In June 2018 there was extensive media coverage of two large moorland fires in the hills above Manchester, showing images of the fires, the ecological devastation they caused, and the brave and exhausted firefighters tackling the blaze.
Between them, the fires at Stalybridge and Winter Hill covered a huge area – the equivalent of 2,300 football pitches. Over half of the affected area is designated as a Site of Special Scientific Interest. Both sites are also popular recreational spots for local communities, and much of the area is catchment land for drinking water supplies.
The response during the fires was impressive with emergency services, local authorities, landowners and tenants all working together to limit the damage as best they could. Our own land management, emergency response and grounds maintenance teams, along with three helicopters we hired, added to the firefighting effort being coordinated by Greater Manchester Fire and Rescue Service.
The fires caused significant damage to surface vegetation and to the infrastructure used to protect and manage the area, including fences and access routes. The aftermath was distressing for the organisations whose efforts to restore these valuable landscapes had been left in ashes.
Nature itself can be quite resilient, as the green shoots present a few weeks after the fires showed, but the longer-term recovery and resilience of these areas will take time to secure and achieve.
The visible surface damage is only part of the story. Many of the benefits we all derive from these special habitats will take longer to re-establish. Deep burns across areas of peat caused serious releases of sequestered carbon.

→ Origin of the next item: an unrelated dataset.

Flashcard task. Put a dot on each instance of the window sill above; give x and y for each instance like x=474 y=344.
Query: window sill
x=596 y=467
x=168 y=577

The amount of CO2 released is estimated at over 26,000 tonnes, with an estimated value of more than £1.5 million. To restore this peatland to a point where it is again actively locking up carbon will take time, effort and investment.
A wide range of stakeholders have an interest in the recovery of the moorland. Government funding has been made available to help the restoration and efforts to make the moorland more resilient.
The immediate response to the wildfires and the subsequent recovery have required unprecedented levels of partnership working and will continue to need well-coordinated and consistent management and communications for the foreseeable future.
We hope that restoration of 'blanket bog' can be achieved so that once again it can provide the wide range of benefits to all stakeholders. Just as important is making sure any activities improve the resilience of this wonderful habitat.